My knees buckled. I panicked and fisted both hands in his sweater. “Oh hell.” I couldn’t afford to lose any more sexy points. I had just decided to take the offensive and kiss the hell out of him to hopefully make him forget how incredibly uncool I was when he moved first.
Gage Bishop didn’t kiss like a gentleman.
He didn’t use his tongue like a nice guy.
And there was nothing respectful about the way his hands roamed my body.
Thoughts pinballed around in my brain, getting lost in raw physical sensations. He was hot and hard against me, pinning me against cool brick. His mouth tamed mine with an aggressive kiss that had me reconsidering whether I required oxygen to survive.
His belt buckle and another piece of impressive hardware were pressed against my stomach.
I poured myself into the kiss, savoring the flavors and scents of him.
A whimper worked its way up my throat, and Gage swallowed it with a growl.
His hand flexed over my breast, setting off flares of desire in my downtown.
“Christ,” he muttered against my mouth, and then he was picking me up and wrapping my legs around his waist.
His worthy-of-a-romance-novel hard-on speared between my legs.
“I can’t believe I thought you’d be polite in bed,” I whispered when his teeth streaked down the sensitive skin of my neck.

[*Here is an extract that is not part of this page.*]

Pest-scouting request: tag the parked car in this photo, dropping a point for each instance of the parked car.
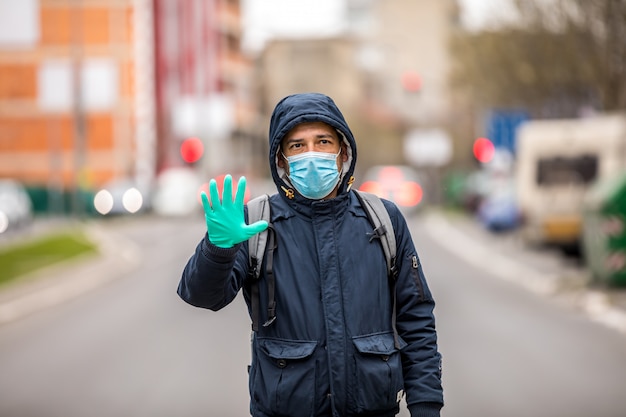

“You know what they say about making assumptions,” he said before nipping at the exposed curve of my breast.
“Something about asses. Speaking of, I’d really like to see yours.”
He pulled back slightly and ran his thumb over my swollen lower lip. “Still sure?”
“You don’t have to be so cocky about it.”
“Let’s get out of here. I’m driving,” Gage said.
“I can’t believe you’re making me ride in the back seat,” I complained five minutes later.
His gaze met mine in the rearview mirror. “Baby, it’s for your own safety. I’m not confident I could operate heavy machinery with you sitting next to me looking like you want my mouth on you again.”
I pouted. “I want a hell of a lot more than just your mouth.”
“Which you can explain in explicit detail as soon as we make it home safely.”
If it had been anyone else but Gage, I would have taken my underwear off and thrown it into the front seat. But it was Gage, and he was responsible. I wanted to respect that. Also I wasn’t wearing underwear.
“You’re thinking,” he accused. “Second thoughts?”
“I was thinking about the fact that I’m not wearing underwear.”
Gage punched the gas hard enough to make me laugh as I was thrown back against the seat.